If the new policy caps wage increases at three per cent or 3.5 per cent a year—12 to 15 per cent over four years—that doesn’t even halve the gap between the other states. We’d still be keen to negotiate and ask for more, but who knows how firmly the government will adhere to its wages policy.

A/Prof Matt Hopcraft, CEO, ADAVB

Then last October, ADAVB with Professionals Australia signed off on an ‘interim administrative’ arrangement with the Victorian Department of Health. As well as a $2000 professional support allowance and a single $5000 scholarship for specialist dentists in training, this includes a two per cent wage increase for this financial year (2022/23) back paid to 1 July 2022. Hopcraft explains this was preferable to signing the EBA with its 1.5 per cent (six per cent over four years) pay rise because it meant after the state election, “the government would have a new wages policy in the first part of 2023, and we would be able to renegotiate something better for our members”.

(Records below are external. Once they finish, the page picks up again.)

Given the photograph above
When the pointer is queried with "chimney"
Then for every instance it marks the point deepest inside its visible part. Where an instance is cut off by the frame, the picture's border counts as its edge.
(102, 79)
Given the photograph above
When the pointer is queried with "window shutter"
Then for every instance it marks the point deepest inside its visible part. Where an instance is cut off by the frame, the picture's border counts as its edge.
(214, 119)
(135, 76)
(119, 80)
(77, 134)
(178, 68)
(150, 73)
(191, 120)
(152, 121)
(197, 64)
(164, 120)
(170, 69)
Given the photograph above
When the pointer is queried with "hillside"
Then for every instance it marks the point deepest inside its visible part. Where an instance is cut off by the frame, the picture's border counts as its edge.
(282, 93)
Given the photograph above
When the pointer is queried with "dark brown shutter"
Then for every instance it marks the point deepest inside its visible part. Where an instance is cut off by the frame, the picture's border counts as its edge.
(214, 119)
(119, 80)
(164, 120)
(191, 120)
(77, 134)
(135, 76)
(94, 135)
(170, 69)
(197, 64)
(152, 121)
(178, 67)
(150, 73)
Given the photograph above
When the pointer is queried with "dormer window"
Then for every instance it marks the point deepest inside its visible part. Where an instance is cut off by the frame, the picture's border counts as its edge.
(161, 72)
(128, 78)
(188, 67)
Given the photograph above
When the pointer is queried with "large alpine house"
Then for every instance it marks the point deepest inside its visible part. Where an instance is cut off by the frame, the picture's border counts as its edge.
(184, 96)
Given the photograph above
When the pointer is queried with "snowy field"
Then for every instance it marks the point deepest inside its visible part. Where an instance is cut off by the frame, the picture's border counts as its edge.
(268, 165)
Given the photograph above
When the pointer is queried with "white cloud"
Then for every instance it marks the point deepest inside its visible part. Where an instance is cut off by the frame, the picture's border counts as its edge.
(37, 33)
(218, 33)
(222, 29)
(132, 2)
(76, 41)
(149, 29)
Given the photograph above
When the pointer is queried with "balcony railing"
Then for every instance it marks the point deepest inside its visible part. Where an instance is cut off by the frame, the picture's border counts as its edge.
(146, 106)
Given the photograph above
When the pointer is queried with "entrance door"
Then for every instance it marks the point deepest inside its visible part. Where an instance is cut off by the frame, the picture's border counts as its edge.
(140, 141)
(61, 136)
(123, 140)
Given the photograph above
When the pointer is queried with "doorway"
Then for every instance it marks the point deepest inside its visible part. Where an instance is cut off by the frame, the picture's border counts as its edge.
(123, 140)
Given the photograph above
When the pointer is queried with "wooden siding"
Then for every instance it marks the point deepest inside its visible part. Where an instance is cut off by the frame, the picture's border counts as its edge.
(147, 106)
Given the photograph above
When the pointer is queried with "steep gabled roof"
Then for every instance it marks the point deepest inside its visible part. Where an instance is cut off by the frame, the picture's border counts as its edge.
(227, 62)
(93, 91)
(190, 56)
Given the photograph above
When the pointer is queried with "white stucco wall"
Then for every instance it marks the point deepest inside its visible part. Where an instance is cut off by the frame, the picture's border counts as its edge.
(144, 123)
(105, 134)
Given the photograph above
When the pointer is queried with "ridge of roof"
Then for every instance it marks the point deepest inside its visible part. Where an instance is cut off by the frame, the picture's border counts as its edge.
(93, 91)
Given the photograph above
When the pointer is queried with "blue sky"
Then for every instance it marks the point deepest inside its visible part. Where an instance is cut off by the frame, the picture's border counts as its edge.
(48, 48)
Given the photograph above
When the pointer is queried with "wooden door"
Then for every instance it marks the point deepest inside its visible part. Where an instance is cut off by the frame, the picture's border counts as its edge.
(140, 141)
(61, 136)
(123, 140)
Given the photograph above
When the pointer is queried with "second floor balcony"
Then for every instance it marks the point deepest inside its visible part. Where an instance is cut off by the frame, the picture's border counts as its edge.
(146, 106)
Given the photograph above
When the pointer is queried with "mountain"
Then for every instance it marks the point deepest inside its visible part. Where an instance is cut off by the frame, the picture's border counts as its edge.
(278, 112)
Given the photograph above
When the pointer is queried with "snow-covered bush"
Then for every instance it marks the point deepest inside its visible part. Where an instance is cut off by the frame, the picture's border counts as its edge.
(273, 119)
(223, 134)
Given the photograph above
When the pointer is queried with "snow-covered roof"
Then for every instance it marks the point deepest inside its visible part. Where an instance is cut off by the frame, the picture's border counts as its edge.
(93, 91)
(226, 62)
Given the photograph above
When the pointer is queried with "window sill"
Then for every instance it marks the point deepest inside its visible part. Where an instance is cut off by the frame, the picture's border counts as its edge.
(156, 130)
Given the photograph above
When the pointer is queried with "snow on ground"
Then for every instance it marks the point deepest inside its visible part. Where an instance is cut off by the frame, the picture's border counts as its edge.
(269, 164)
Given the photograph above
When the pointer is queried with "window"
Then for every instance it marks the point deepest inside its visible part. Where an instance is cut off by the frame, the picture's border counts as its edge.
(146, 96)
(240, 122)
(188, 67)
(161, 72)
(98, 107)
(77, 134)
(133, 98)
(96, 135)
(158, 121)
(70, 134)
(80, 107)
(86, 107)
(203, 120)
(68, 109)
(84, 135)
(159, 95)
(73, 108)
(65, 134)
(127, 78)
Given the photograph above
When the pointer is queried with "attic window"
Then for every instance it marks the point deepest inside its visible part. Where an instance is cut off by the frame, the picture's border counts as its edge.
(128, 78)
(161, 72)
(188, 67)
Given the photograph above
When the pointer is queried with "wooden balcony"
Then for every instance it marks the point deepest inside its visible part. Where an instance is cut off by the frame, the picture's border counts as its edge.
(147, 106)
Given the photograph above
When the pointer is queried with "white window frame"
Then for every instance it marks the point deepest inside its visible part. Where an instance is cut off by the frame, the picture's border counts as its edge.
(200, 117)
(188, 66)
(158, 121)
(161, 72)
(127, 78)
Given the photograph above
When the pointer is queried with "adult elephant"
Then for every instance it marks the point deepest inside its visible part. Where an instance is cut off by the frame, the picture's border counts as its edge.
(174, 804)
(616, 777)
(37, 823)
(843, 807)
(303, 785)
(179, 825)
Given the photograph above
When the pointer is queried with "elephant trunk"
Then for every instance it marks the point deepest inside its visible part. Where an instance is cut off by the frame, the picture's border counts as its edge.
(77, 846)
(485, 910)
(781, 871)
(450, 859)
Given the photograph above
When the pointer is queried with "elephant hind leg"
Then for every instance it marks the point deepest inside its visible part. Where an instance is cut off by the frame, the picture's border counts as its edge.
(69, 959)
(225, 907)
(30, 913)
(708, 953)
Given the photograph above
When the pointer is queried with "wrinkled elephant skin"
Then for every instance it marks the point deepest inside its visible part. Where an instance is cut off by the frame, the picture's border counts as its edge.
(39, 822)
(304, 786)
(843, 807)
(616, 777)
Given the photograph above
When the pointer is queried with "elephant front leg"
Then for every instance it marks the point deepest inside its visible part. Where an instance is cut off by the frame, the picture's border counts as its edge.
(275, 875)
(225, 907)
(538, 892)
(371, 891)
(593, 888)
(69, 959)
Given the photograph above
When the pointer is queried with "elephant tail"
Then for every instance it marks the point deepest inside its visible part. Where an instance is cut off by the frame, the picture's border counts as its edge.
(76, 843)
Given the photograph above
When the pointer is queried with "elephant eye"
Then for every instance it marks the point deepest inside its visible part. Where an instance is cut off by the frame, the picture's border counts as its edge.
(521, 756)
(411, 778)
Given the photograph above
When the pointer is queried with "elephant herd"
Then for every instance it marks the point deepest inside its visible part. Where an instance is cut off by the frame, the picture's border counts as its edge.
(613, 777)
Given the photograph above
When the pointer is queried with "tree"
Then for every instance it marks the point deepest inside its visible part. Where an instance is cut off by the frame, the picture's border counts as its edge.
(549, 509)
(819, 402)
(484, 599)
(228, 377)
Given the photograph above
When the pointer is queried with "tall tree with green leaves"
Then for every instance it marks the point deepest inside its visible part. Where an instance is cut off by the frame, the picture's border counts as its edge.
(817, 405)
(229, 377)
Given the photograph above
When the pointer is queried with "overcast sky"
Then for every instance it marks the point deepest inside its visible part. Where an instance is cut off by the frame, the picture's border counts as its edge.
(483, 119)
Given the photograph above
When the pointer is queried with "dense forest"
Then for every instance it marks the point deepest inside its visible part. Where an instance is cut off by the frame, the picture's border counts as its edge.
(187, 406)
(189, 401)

With the Labor government re-elected last November, A/Prof Hopcraft is confident this will be a better policy than its predecessor. “Because it applies to all their public sector agreements, a lot of the really big unions will be pressuring the government, especially in light of increasing inflation and cost of living pressures. If the government comes back with a wages policy that’s 1.5 or two per cent, those other big unions will probably say, ‘This is completely unacceptable.’

“Of course, if the new policy caps wage increases at three per cent or 3.5 per cent a year—12 to 15 per cent over four years—that doesn’t even halve the gap between the other states. We’d still be keen to negotiate and ask for more, but who knows how firmly the government will adhere to its wages policy, which wasn’t a problem we had in the last negotiation. There wasn’t an upper limit number that we were told we were never going to exceed.”